Olivia Upaupa

Personal information
- Date of birth: 12 March 1997 (age 29)
- Place of birth: Papua New Guinea
- Height: 1.62 m (5 ft 4 in)
- Position: Defender

Youth career
- Tusbab Blue Kumuls

Senior career*
- Years: Team / Apps / (Gls)
- Frigates United

International career
- Papua New Guinea

= Olivia Upaupa =

Papua New Guinean footballer (born 1996)

Olivia Upaupa (born 12 March 2997) is a Papua New Guinean footballer who plays as a defender for Frigates United.

==Early life==
Upaupa was born on 12 March 1997. Born in Papua New Guinea, she is a native of Madang Province, Papua New Guinea.
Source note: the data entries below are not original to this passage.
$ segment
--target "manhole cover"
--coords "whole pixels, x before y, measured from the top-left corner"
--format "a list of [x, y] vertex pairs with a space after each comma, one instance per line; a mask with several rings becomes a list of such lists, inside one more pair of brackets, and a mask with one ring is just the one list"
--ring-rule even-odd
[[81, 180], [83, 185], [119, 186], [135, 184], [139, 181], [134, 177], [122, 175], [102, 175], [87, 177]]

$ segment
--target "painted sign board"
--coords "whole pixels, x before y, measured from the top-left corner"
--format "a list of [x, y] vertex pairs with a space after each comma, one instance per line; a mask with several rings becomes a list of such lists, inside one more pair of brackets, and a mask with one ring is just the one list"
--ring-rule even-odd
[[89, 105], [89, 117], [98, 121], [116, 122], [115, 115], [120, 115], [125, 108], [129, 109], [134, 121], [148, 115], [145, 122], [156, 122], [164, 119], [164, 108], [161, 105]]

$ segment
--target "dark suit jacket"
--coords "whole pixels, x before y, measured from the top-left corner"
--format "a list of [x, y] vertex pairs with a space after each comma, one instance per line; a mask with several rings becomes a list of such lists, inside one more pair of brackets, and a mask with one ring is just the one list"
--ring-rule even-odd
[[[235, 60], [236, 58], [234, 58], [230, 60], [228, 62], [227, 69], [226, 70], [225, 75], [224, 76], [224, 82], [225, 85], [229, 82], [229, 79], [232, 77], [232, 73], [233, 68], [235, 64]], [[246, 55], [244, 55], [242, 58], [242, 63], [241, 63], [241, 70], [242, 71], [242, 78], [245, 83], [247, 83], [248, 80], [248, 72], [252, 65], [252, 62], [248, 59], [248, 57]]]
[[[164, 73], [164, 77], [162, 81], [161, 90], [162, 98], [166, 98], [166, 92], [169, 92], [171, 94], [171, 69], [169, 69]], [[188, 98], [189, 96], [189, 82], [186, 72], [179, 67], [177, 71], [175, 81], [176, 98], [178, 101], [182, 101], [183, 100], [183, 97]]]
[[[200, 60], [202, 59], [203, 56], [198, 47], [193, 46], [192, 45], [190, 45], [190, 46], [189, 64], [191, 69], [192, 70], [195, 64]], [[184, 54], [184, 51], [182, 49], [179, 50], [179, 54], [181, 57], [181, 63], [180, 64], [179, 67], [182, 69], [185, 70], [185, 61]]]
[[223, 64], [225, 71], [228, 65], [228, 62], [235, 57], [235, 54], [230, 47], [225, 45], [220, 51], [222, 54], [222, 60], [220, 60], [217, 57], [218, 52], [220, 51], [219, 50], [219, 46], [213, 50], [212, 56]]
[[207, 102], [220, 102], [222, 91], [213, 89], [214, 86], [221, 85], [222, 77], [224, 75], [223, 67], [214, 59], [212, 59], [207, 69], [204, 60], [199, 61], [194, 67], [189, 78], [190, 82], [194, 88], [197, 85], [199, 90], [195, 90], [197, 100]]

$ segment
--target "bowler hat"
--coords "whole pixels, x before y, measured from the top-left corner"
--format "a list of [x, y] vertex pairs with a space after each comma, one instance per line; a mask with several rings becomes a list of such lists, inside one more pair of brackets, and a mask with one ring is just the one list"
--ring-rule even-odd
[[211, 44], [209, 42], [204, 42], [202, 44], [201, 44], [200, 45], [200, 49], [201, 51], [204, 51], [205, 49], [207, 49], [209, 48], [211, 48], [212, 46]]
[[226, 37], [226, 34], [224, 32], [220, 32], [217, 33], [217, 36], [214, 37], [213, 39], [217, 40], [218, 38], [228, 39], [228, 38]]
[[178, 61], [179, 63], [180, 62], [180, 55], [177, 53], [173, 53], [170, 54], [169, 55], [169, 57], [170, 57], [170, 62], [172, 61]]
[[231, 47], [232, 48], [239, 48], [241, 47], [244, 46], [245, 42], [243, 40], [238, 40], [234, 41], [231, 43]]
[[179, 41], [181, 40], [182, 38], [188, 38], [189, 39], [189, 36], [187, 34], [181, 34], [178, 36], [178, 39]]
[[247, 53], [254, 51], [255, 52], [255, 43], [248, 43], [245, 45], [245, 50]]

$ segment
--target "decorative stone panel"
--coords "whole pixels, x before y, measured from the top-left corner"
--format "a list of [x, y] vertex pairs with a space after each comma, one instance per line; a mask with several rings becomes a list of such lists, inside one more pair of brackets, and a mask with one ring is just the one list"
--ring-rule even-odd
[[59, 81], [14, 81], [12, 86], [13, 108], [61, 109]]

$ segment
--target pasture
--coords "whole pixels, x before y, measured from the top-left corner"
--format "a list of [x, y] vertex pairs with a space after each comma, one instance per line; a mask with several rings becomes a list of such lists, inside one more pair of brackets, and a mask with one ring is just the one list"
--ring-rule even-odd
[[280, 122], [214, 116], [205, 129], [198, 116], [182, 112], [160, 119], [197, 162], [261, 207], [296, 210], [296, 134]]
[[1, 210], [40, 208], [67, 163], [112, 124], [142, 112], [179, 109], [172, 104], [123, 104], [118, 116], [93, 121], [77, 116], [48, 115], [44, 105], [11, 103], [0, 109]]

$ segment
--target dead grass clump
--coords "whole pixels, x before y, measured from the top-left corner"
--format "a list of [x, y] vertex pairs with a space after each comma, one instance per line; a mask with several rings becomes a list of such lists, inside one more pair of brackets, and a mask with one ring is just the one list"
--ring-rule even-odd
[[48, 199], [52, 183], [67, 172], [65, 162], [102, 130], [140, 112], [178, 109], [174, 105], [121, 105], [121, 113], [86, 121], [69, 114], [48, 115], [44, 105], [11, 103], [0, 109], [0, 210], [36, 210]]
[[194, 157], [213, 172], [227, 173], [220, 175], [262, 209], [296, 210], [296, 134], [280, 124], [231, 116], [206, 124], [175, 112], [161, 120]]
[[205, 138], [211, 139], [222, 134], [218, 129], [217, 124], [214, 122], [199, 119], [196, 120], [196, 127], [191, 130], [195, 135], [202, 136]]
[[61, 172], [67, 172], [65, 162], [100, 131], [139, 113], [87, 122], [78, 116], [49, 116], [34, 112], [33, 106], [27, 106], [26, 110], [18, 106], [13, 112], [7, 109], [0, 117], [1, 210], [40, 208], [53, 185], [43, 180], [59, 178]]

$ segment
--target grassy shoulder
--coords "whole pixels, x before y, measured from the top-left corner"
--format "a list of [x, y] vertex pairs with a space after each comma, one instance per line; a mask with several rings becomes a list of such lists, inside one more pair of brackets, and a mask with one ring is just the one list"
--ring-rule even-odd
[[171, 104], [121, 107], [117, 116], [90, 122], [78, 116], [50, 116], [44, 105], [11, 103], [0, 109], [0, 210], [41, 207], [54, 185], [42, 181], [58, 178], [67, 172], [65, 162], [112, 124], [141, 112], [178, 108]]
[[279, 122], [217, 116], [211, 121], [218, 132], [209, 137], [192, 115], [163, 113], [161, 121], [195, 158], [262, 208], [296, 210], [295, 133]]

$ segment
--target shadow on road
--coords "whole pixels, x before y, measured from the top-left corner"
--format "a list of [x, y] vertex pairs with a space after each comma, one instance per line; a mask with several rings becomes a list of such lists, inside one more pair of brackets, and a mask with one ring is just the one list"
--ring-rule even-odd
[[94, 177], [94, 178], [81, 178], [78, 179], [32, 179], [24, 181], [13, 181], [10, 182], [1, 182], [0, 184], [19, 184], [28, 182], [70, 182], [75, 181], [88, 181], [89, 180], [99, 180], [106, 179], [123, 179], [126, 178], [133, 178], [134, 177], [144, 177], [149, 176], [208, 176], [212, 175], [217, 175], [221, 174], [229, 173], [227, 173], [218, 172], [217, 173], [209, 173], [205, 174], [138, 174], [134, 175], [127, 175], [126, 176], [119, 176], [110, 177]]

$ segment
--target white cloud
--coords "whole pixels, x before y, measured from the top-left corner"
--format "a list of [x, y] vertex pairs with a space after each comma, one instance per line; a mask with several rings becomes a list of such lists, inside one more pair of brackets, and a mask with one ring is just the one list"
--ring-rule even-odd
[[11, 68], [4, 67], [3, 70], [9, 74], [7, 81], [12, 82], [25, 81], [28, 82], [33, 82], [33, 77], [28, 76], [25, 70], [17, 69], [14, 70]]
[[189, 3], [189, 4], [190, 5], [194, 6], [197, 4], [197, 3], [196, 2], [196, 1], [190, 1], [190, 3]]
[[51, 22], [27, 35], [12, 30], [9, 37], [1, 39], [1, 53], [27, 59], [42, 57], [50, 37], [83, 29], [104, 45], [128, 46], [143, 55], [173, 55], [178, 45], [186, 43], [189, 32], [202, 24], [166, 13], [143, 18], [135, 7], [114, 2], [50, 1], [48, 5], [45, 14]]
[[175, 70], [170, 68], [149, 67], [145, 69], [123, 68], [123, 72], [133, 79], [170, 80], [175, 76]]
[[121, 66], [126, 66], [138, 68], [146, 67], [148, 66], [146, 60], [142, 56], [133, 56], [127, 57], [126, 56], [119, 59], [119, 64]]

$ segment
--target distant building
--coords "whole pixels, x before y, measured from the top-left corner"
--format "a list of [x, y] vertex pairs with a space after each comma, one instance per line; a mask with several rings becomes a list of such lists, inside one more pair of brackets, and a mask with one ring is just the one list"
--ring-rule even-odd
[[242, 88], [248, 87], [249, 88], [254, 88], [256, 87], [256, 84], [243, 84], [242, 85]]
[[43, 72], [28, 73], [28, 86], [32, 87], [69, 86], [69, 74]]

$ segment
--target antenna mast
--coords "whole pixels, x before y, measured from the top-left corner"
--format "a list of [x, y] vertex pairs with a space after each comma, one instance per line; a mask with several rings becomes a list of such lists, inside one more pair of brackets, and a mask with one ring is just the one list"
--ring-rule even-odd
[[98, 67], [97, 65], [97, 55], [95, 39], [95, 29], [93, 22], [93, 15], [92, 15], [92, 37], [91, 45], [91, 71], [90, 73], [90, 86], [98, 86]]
Growing up, she attended Goroka Grammar School in Papua New Guinea.

==Club career==
As a youth player, Upaupa joined the youth academy of Papua New Guinean side Tusbab Blue Kumuls. Following her stint there, Upaupa signed for Solomon Islands side Frigates United in 2024.

==International career==
Upaupa is a Papua New Guinea international. During the autumn of 2016, she played for the Papua New Guinea women's national under-20 soccer team at the 2016 FIFA U-20 Women's World Cup.